Kosaraju's algorithm is a linear time algorithm to find the strongly connected components of a directed graph. It makes use of the fact that the transpose graph (the same graph with the direction of every edge reversed) has exactly the same strongly connected components as the original graph. A directed graph is strongly connected if there is a path between all pairs of vertices. A strongly connected component (SCC) of a directed graph is a maximal strongly connected subgraph.
- Strongly connected components : Strongly connected components (SCC's) are directed graph or a part of a directed graph in which each and every node is reachable from one another or in other words, there is a path between each and every vertex.
Example :
You can observe that in the first strongly connected component, every vertex can reach the other vertex through the directed path. Similar for the other two components also.
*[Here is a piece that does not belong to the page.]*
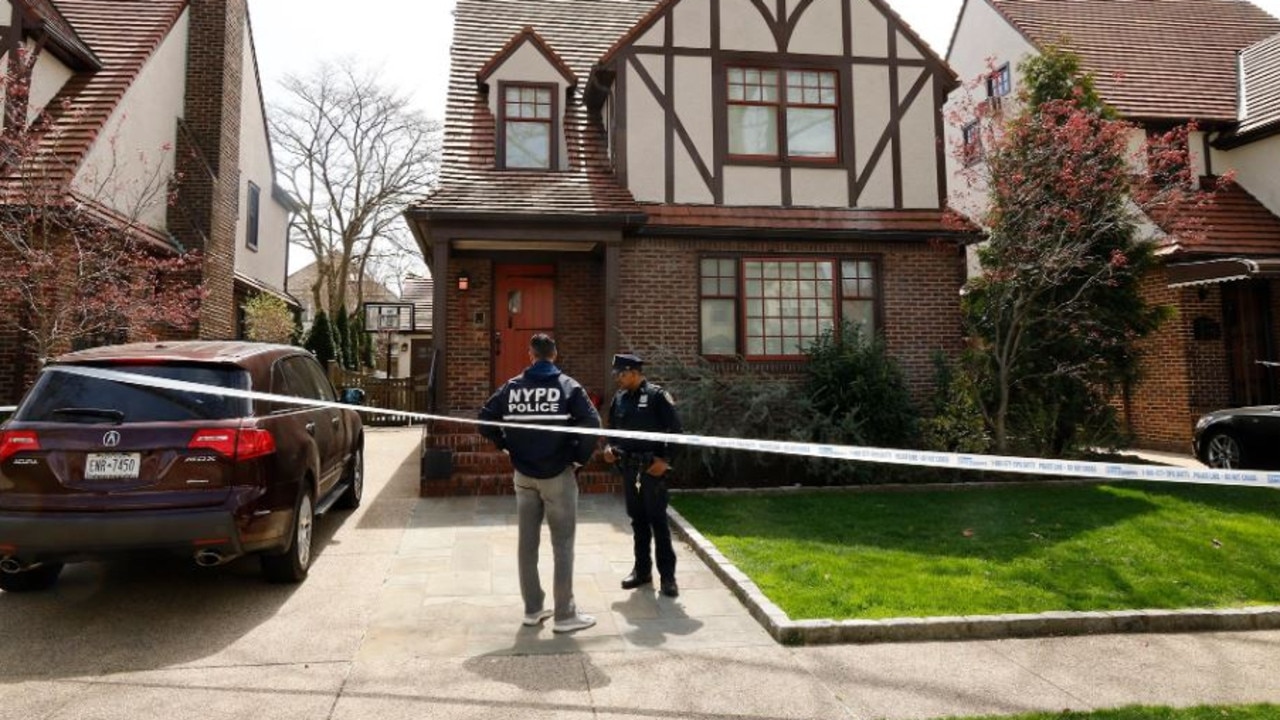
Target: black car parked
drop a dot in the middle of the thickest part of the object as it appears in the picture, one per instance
(1239, 438)
(90, 466)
Kosaraju's Algorithm is DFS based. It does DFS two times. DFS of a graph produces a single tree if all vertices are reachable from the DFS starting point. Otherwise DFS produces a forest. So DFS of a graph with only one SCC always produces a tree. The important point to note is DFS may produce a tree or a forest when there are more than one SCCs depending upon the chosen starting point.
-
In the above diagram, if we start DFS from vertices 0 or 1 or 2, we get a tree as output. And if we start from 3 or 4, we get a forest. To find and print all SCCs, we would want to start DFS from vertex 4 (which is a sink vertex), then move to 3 which is sink in the remaining set (set excluding 4) and finally any of the remaining vertices (0, 1, 2). So how do we find this sequence of picking vertices as starting points of DFS? Unfortunately, there is no direct way for getting this sequence.
-
However, if we do a DFS of graph and store vertices according to their finish times, we make sure that the finish time of a vertex that connects to other SCCs (other that its own SCC), will always be greater than finish time of vertices in the other SCC.
-
In DFS of above example graph, finish time of 0 is always greater than 3 and 4 (irrespective of the sequence of vertices considered for DFS). And finish time of 3 is always greater than 4. DFS doesn’t guarantee about other vertices, for example finish times of 1 and 2 may be smaller or greater than 3 and 4 depending upon the sequence of vertices considered for DFS. So to use this property, we do DFS traversal of complete graph and push every finished vertex to a stack. In stack, 3 always appears after 4, and 0 appear after both 3 and 4.
-
In the next step, we reverse the graph. Consider the graph of SCCs. In the reversed graph, the edges that connect two components are reversed. So the SCC {0, 1, 2} becomes sink and the SCC {4} becomes source.
-
In stack, we always have 0 before 3 and 4. So if we do a DFS of the reversed graph using sequence of vertices in stack, we process vertices from sink to source (in reversed graph). That is what we wanted to achieve and that is all needed to print SCCs one by one.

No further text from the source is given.